Модул:scripts/charToScript
Implements charToScript and findBestScriptWithoutLang. See Module:scripts for documentation.
local subexport = {}
local require_when_needed = require("Module:require when needed")
local cp = require_when_needed("Module:string utilities", "codepoint")
local floor = math.floor
local get_plaintext = require_when_needed("Module:utilities", "get_plaintext")
local get_script = require_when_needed("Module:scripts", "getByCode")
local insert = table.insert
local ipairs = ipairs
local min = math.min
local pairs = pairs
local setmetatable = setmetatable
local sort = table.sort
local split = require_when_needed("Module:string utilities", "split")
local table_len = require_when_needed("Module:table", "length")
local type = type
-- Copied from [[Module:Unicode data]].
local function binaryRangeSearch(codepoint, ranges)
local low, mid, high
low, high = 1, ranges.length or table_len(ranges)
while low <= high do
mid = floor((low + high) / 2)
local range = ranges[mid]
if codepoint < range[1] then
high = mid - 1
elseif codepoint <= range[2] then
return range, mid
else
low = mid + 1
end
end
return nil, mid
end
-- Copied from [[Module:Unicode data]].
local function linearRangeSearch(codepoint, ranges)
for i, range in ipairs(ranges) do
if codepoint < range[1] then
break
elseif codepoint <= range[2] then
return range
end
end
end
local function compareRanges(range1, range2)
return range1[1] < range2[1]
end
-- Save previously used codepoint ranges in case another character is in the
-- same range.
local rangesCache = {}
--[=[
Takes a codepoint or a character and finds the script code(s) (if any) that are appropriate for it based on the codepoint, using the data module [[Module:scripts/recognition data]]. The data module was generated from the patterns in [[Module:scripts/data]] using [[Module:User:Erutuon/script recognition]].
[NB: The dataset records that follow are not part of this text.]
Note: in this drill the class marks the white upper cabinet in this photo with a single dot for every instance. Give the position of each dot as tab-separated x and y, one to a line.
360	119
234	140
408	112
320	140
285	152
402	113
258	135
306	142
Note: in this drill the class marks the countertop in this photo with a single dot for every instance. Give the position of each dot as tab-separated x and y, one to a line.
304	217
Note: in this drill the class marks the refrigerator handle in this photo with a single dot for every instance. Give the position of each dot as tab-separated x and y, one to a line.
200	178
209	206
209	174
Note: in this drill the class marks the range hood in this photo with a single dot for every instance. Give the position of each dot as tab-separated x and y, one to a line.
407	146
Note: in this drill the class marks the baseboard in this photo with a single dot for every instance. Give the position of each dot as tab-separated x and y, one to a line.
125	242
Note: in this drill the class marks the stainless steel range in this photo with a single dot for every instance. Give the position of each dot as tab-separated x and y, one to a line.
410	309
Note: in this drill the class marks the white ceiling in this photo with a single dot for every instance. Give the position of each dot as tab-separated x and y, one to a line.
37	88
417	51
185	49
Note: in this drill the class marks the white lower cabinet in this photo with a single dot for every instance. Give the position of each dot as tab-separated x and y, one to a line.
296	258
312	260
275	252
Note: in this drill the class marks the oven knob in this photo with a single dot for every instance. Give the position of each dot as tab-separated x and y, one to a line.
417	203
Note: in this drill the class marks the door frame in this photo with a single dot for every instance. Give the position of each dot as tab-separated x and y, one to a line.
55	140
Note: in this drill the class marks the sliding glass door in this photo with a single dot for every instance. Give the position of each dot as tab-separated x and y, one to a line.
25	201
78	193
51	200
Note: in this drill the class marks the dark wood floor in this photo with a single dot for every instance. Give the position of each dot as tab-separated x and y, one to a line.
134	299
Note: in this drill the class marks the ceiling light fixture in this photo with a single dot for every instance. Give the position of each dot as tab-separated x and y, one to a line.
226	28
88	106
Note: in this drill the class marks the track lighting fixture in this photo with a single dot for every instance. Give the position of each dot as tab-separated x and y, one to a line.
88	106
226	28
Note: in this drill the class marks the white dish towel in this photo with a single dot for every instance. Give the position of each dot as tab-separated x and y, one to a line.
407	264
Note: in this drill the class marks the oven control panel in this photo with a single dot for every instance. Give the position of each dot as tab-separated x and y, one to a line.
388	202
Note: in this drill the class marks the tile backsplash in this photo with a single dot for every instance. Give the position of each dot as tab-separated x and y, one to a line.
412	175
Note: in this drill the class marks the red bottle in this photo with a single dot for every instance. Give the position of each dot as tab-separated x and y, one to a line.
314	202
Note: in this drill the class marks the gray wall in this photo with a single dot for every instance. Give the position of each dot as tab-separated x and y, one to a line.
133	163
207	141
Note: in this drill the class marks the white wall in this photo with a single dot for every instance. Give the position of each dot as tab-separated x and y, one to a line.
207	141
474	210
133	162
By default, it returns only the first script code if there are multiple matches (i.e. the code we take to be the default). If `all_scripts` is set, then a table of all matching codes is returned.
]=]
local charToScriptData
function subexport.charToScript(char, all_scripts)
charToScriptData = charToScriptData or mw.loadData("Module:scripts/recognition data")
local t = type(char)
local codepoint
if t == "string" then
local etc
codepoint, etc = cp(char, 1, 2)
if etc then
error("bad argument #1 to 'charToScript' (expected a single character)")
end
elseif t == "number" then
codepoint = char
else
error(("bad argument #1 to 'charToScript' (expected string or a number, got %s)")
:format(t))
end
local ret = {}
local individualMatch = charToScriptData.individual[codepoint]
if individualMatch then
ret = split(individualMatch, "%s*,%s*", true)
else
local range
if rangesCache[1] then
range = linearRangeSearch(codepoint, rangesCache)
if range then
for i, script in ipairs(range) do
if i > 2 then
insert(ret, script)
if not all_scripts then
break
end
end
end
end
end
if not ret[1] then
local index = floor(codepoint / 0x1000)
range = linearRangeSearch(index, charToScriptData.blocks)
if not range and charToScriptData[index] then
range = binaryRangeSearch(codepoint, charToScriptData[index])
if range then
insert(rangesCache, range)
sort(rangesCache, compareRanges)
end
end
if range then
for i, script in ipairs(range) do
if i > 2 then
insert(ret, script)
if not all_scripts then
break
end
end
end
end
end
end
if not ret[1] then
insert(ret, "None")
end
if all_scripts then
return ret
else
return ret[1]
end
end
--[=[
Finds the best script for a string in a language-agnostic way.
Converts each character to a codepoint. Iterates the counter for the script code if the codepoint is in the list
of individual characters, or if it is in one of the defined ranges in the 4096-character block that it belongs to.
Each script has a two-part counter, for primary and secondary matches. Primary matches are when the script is the
first one listed; otherwise, it's a secondary match. When comparing scripts, first the total of both are compared
(i.e. the overall number of matches). If these are the same, the number of primary and then secondary matches are
used as tiebreakers. For example, this is used to ensure that `Grek` takes priority over `Polyt` if no characters
which exclusively match `Polyt` are found, as `Grek` is a subset of `Polyt`.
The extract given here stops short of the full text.